Cuba resiste
A população tem consciência de que o governo tudo faz para contornar as dificuldades e que a culpa das carências é do bloqueio.
Estive três vezes em Cuba neste início de 2020, a serviço da Organização das Nações Unidas para a Alimentação e a Agricultura (FAO). O país está seriamente afetado pelo bloqueio usamericano, agravado pela política agressiva de Donald Trump. Falta gás de cozinha e combustível para veículos. Os navios mercantes são ameaçados de sanções caso aportem em Cuba para descarregar seus contêineres. Todos os voos dos Estados Unidos à ilha estão suspensos por ordem da Casa Branca, exceto os que pousam em Havana.
Apesar de tudo, Cuba resiste. A população tem consciência de que o governo tudo faz para contornar as dificuldades e que a culpa das carências é do bloqueio, que já dura 59 anos.
Em janeiro, participei do Cuba Sabe, evento internacional gastronômico que reuniu chefs e produtores de alimentos, com destaque para as culinárias cubana e italiana. No início de fevereiro, estive no seminário promovido pelo Ministério da Agricultura daquele país e a FAO sobre soberania alimentar e educação nutricional. Hoje, Cuba importa 60% dos alimentos que consome, a um custo de US$ 2 bilhões/ano.
Participei ainda da Feira do Livro, dedicada este ano à literatura vietnamita, que funcionou a todo vapor, e do 12º Congresso Internacional de Educação Superior, que reuniu, em Havana, representantes de 45 países para debaterem a Agenda 2030 dos Objetivos de Desenvolvimento Sustentável.
Hoje, para obter divisas, Cuba depende da remessa de dinheiro feita por cubanos que vivem fora do país (cerca de US$ 1 bilhão/ano); dos contratos obtidos com o envio de médicos e professores a mais de cem países; do turismo, que chegou a quase 5 milhões de visitantes/ano na época de Barack Obama e agora sofre redução (o que se reflete na produção de bens e serviços); e da exportação de produtos como vacinas, charutos e rum.
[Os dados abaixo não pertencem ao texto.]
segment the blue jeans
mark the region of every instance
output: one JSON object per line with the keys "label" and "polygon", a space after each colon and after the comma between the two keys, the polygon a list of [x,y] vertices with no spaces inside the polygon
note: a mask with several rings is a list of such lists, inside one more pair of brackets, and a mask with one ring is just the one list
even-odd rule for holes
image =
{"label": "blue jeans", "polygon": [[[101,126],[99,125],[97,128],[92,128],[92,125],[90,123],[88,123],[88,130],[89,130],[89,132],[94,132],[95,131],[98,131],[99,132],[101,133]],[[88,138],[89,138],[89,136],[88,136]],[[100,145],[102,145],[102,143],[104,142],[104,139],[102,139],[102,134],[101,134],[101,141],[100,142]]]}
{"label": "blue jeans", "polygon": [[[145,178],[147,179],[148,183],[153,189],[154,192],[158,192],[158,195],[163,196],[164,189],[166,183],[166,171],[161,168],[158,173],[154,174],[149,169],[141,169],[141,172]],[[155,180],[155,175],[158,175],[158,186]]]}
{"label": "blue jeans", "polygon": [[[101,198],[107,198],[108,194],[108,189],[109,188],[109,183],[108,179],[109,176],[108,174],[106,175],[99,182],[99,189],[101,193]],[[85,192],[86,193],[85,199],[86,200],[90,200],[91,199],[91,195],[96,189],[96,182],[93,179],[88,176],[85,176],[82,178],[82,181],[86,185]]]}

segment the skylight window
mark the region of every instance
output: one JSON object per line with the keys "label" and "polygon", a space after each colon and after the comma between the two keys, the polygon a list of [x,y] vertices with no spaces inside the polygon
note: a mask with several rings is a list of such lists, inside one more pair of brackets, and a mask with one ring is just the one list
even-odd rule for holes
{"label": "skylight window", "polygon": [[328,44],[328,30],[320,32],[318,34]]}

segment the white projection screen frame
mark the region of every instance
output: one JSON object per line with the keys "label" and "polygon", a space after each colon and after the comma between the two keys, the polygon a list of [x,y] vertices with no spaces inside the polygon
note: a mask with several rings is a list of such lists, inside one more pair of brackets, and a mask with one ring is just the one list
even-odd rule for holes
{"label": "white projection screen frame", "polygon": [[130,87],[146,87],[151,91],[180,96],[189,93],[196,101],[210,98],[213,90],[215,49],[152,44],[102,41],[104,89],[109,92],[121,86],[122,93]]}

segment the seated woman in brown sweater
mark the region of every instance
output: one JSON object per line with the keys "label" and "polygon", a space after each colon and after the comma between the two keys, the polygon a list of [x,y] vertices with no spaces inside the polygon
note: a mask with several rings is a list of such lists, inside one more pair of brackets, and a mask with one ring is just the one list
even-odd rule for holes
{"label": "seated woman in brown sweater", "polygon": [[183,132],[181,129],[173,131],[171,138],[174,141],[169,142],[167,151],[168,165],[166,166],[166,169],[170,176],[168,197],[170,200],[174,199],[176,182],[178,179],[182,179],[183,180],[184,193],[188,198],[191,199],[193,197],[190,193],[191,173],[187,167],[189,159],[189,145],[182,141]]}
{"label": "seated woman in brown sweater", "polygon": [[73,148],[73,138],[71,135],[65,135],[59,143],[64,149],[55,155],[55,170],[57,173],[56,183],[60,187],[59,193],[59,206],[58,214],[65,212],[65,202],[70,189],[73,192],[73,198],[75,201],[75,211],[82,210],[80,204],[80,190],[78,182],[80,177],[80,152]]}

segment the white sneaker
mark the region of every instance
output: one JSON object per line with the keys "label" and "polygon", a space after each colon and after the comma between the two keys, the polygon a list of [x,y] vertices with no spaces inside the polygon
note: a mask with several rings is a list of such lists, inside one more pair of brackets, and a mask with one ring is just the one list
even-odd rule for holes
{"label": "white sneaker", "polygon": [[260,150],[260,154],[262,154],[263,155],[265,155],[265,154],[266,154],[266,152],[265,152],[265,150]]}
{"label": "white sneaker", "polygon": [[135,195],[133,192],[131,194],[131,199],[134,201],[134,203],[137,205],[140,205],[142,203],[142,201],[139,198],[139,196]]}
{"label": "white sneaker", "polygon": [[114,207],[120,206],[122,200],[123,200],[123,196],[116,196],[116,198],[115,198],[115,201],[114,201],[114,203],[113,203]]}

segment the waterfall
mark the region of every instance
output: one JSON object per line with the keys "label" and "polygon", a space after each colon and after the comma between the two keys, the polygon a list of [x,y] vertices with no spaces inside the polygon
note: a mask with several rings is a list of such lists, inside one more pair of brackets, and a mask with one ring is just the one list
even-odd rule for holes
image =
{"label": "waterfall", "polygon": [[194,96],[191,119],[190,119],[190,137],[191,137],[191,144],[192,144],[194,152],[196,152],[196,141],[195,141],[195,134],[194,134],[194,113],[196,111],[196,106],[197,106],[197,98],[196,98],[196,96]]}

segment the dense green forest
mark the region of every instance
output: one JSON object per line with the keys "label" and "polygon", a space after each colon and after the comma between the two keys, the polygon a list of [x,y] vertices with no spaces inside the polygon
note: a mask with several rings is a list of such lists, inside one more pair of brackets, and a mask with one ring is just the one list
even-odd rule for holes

Em dezembro de 2019, Miguel Díaz-Canel, presidente do país, resumiu o garrote que tenta estrangular Cuba: “No 61º aniversário da Revolução, atiraram em nós para matar e, no entanto, estamos vivos”.
Os Estados Unidos nunca se conformaram de não ter pleno domínio sobre a ilha, como acontece com Porto Rico. Por isso, violam o direito internacional com declarado intuito genocida, como disse, em abril de 1960, Lester D. Mallory, do Departamento de Estado: “A maioria da população apoia Fidel Castro. O único modo previsível de tirar-lhe apoio interno é por meio do desencanto e da insatisfação provenientes do mal-estar econômico e das dificuldades materiais. Há que empregar rapidamente todos os meios possíveis para debilitar a vida econômica de Cuba, de modo a provocar fome, desespero e a queda do governo”.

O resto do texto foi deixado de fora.